In a special weather statement, the service advised the fog will continue through the afternoon with visibility at many locations at a mile or less and areas of locally dense fog.
Late Saturday morning, power authority PSEG Long Island had reported more than 7,100 customers without power, but most of the outages were resolved by early afternoon, according to the utility's website.
The weather was also causing delays of up to nearly two hours at Kennedy Airport on Saturday afternoon, according to the Federal Aviation Administration's website. Travelers are advised to check with their airlines to see whether their flights are affected.
Pollina said the forecast is due to a strong cold front moving into the area.

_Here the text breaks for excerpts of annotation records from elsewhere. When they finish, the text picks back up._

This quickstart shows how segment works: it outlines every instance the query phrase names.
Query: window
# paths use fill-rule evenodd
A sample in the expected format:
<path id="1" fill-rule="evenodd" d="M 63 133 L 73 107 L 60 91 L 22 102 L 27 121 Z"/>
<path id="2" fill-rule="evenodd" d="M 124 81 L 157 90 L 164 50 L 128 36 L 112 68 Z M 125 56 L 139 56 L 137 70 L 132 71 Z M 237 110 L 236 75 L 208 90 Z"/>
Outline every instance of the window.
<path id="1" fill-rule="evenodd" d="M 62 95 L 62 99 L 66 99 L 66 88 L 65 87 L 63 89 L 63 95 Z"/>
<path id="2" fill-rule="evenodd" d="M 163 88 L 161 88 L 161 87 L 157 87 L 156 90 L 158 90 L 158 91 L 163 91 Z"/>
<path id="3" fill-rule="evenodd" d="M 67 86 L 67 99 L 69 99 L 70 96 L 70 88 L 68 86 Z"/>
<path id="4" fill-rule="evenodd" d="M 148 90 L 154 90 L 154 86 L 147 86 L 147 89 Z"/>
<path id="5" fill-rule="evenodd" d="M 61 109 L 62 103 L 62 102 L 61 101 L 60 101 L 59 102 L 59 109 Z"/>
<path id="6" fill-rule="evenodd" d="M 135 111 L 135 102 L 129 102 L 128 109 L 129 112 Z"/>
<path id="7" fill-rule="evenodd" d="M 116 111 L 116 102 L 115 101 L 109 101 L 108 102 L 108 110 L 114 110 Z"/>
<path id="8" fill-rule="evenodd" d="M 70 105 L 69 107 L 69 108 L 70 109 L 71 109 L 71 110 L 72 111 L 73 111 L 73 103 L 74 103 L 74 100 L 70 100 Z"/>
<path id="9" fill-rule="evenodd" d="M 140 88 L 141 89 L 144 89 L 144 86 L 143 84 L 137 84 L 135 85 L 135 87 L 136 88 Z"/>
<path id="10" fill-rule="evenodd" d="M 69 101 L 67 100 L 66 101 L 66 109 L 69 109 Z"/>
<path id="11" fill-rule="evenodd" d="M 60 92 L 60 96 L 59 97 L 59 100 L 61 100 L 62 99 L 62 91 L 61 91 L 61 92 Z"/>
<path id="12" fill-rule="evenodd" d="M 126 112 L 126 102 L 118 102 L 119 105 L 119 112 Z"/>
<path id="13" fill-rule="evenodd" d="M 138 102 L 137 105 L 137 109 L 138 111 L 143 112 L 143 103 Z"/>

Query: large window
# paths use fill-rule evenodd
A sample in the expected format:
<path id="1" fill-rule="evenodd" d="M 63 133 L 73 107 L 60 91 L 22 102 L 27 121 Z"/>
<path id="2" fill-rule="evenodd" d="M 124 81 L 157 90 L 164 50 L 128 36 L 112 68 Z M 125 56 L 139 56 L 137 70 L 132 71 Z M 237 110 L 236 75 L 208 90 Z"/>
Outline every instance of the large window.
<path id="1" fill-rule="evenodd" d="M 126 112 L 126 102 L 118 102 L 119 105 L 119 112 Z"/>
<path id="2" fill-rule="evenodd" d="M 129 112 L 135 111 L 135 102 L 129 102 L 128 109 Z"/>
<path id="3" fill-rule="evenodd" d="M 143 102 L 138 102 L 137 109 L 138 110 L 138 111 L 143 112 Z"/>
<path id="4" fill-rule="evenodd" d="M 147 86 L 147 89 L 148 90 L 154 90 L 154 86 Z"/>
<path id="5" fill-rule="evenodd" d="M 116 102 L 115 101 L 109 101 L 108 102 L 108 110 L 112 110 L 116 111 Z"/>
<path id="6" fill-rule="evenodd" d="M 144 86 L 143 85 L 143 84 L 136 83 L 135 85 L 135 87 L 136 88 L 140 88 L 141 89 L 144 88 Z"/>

The Jan. 11 precipitation record of 0.62 inches, set in 2008, is in jeopardy, as is the daily high temperature of 54 degrees, also set in 2008. Highs in the mid 50s are expected Saturday.
"It looks like we would be breaking that record today," Pollina said.
The weather service is predicting about 0.78 inches of rain to fall between 1 and 7 p.m. in Islip on Saturday. That doesn't include rain that comes before or after, Pollina said.
So far, January has been a month for the weather record books. Within the first eight days of January, eight records were broken related to temperature and precipitation.
Five had to do with the cold, including a record low of zero degrees recorded on Jan. 4. Of the others, one had to do with rain and two were for snowfall, including a record high of 6½ inches on Jan. 3.
Saturday's flood watch and wind advisories are also in effect for parts of New York City, southern Westchester, coastal Connecticut and areas of New Jersey along the Hudson River.